DÁ O TROCO
A execução de um colaborador da CPI que investigou
os grupos de extermínio do Nordeste leva medo à Câmara.
Dois deputados já pediram proteção à Polícia Federal
Diego Escosteguy, de Itambé (PE)
Fotos Geyson Magno |
MORTE ANUNCIADA O advogado Manoel Mattos, que denunciava os pistoleiros da região, sofria ameaças havia pelo menos cinco anos e pedia proteção da PF |
Em novembro de 2005, a Câmara dos Deputados aprovou o relatório final da CPI que investigou a ação de grupos de extermínio no Nordeste. O documento detalha o modo como os matadores aterrorizam a população que vive nas cidades de Itambé e Pedras de Fogo, na divisa entre Pernambuco e Paraíba, epicentro da pistolagem no país.
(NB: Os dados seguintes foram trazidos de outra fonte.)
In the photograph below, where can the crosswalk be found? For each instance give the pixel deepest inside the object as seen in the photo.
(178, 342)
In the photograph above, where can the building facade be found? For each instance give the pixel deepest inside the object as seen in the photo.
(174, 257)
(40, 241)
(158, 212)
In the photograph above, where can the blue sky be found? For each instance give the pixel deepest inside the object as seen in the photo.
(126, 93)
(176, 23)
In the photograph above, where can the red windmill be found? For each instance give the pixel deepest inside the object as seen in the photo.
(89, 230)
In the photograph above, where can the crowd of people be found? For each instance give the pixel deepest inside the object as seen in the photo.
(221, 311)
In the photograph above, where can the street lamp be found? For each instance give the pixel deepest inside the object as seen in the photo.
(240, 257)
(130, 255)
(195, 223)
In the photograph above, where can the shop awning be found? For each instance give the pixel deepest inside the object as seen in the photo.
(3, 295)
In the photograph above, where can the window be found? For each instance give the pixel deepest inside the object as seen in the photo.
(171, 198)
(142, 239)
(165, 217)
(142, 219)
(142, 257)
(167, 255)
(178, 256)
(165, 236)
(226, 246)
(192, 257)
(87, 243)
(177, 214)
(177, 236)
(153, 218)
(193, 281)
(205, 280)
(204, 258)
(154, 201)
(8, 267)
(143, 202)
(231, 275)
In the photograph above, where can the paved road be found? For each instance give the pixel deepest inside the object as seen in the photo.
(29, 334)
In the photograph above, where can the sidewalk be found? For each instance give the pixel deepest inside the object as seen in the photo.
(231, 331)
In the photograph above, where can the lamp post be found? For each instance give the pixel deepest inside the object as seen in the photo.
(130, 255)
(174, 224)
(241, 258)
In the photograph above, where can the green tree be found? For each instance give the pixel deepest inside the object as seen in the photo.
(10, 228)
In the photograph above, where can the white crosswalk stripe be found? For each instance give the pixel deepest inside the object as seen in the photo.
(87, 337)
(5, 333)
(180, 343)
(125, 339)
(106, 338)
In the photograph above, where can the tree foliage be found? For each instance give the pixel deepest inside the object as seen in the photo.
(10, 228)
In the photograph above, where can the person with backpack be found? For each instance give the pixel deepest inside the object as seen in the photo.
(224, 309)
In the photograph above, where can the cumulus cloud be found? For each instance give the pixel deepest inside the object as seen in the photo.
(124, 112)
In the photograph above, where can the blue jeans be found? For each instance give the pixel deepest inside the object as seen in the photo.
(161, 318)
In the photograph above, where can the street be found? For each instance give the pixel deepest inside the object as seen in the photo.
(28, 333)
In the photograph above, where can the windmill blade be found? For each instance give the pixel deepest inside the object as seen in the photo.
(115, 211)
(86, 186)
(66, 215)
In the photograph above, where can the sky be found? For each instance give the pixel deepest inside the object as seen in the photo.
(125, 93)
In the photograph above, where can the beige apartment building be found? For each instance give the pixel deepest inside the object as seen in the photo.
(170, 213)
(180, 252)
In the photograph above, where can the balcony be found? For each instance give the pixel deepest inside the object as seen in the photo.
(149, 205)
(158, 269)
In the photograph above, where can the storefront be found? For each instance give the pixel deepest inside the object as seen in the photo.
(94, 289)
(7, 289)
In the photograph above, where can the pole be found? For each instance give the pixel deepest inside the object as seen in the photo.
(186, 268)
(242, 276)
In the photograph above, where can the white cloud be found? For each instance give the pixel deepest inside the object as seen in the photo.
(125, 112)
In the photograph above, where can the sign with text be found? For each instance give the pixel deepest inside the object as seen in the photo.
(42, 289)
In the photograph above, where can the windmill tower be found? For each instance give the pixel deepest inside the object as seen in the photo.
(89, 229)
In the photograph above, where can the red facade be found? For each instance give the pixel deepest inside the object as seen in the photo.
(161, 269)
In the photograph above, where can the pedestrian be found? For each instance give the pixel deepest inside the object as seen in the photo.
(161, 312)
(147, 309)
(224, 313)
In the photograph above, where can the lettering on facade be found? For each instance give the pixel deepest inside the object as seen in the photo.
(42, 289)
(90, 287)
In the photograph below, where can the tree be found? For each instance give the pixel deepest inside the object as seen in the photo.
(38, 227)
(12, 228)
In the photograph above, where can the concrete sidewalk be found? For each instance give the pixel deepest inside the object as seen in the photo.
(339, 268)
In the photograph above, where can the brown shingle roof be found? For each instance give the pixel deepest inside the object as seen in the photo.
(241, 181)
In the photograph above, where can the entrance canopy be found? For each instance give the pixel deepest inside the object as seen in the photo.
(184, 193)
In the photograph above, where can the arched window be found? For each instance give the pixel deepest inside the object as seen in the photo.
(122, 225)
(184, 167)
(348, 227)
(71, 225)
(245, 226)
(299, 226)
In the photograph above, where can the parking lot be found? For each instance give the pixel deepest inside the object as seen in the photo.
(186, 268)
A comissão descobrira a identidade de pistoleiros, mandantes e policiais dos dois estados, que tanto participam dos grupos quanto protegem esses bandidos. Assim que se encerraram os trabalhos da CPI, duas testemunhas que colaboraram secretamente com os deputados foram executadas. Nada foi feito, os anos se passaram e, há três semanas, outro colaborador da CPI foi assassinado: o advogado Manoel Mattos, assessor do deputado Fernando Ferro (PT-PE) e ex-vereador de Itambé. A execução do advogado acendeu o sinal amarelo na Câmara. Os deputados Fernando Ferro e Luiz Couto, do PT da Paraíba, que trabalharam na CPI, estão com medo – e resolveram pedir ao ministro da Justiça, Tarso Genro, proteção da PF. "Não paro de receber ameaças", diz Luiz Couto. Até agora, dez dias após o pedido, eles não foram atendidos.
Fotos Edson Santos e Gustavo Granata/BG Press |
OS PRÓXIMOS? Os deputados do PT Fernando Ferro (à esq.) e Luiz Couto (à dir.) investigaram os matadores que agem em Itambé e Pedras de Fogo |
Somente quem não conhece a região deixa de levar a sério ameaças como essa, por uma razão elementar: os matadores cumprem o que prometem. Perdidas nos confins da Zona da Mata, Itambé e Pedras de Fogo são duas pequenas cidades em uma só, separadas somente pela linha imaginária entre os dois estados. Do lado de Pernambuco, a cidade chama-se Itambé. Do lado da Paraíba, Pedras de Fogo. É um lugar castigado pelo sol, dominado pelo medo e assombrado pela presença da morte. Um lugar onde pelo menos 86 pessoas foram executadas nos últimos anos. Um lugar no qual – acredite – se compra uma vida até por 50 reais. "As coisas inimagináveis que ainda acontecem nessa região são uma demonstração do atraso civilizatório do país", afirma Jayme Asfora, presidente da Ordem dos Advogados do Brasil em Pernambuco. "Esses matadores agem em conluio com policiais dos dois estados e com políticos da região. Se a PF não investigá-los, eles vão ficar impunes."
O assassinato do advogado ilustra perfeitamente essa impunidade. Casado, pai de três filhos, Mattos era um político em ascensão, que seria candidato a deputado estadual nas próximas eleições. Construiu a carreira denunciando os matadores e os políticos corruptos da região. Em troca, recebia ameaças de morte em público. A última aconteceu no fim do ano passado, numa churrascaria. Flávio Pereira, sargento da PM, acusado em três inquéritos de ser comandante de um dos grupos que disseminam o terror na cidade, gritou para Mattos, na frente de testemunhas: "Um dia ainda vou te matar! Eu prometo". O advogado foi executado três semanas depois, no dia 24 do mês passado. Ele descansava com os amigos numa casa de praia em Pitimbu, na Paraíba. Às dez e meia da noite, dois homens encapuzados assomaram à varanda, onde Mattos bebia com os amigos, e mandaram todos deitar no chão. O advogado soergueu-se da cadeira e, antes de dizer palavra, recebeu um tiro certeiro no coração, disparado de uma espingarda calibre 12. Mattos caiu sem vida no chão. O matador, conhecido como Zé Parafina, ainda faria mais um disparo, dessa vez na cabeça do advogado. Zé Parafina e o sargento Flávio estão presos, mas, segundo testemunhas ouvidas por VEJA na região, seu grupo ainda está à solta. Quem está escondida é a família do advogado, com medo de ter o mesmo destino dele: o apinhado cemitério de Itambé, o metro quadrado mais disputado do local. "Não tem mais onde enterrar ninguém aqui", avisa seu Paulo, como é conhecido o coveiro da cidade. A morte ali é coisa de rotina.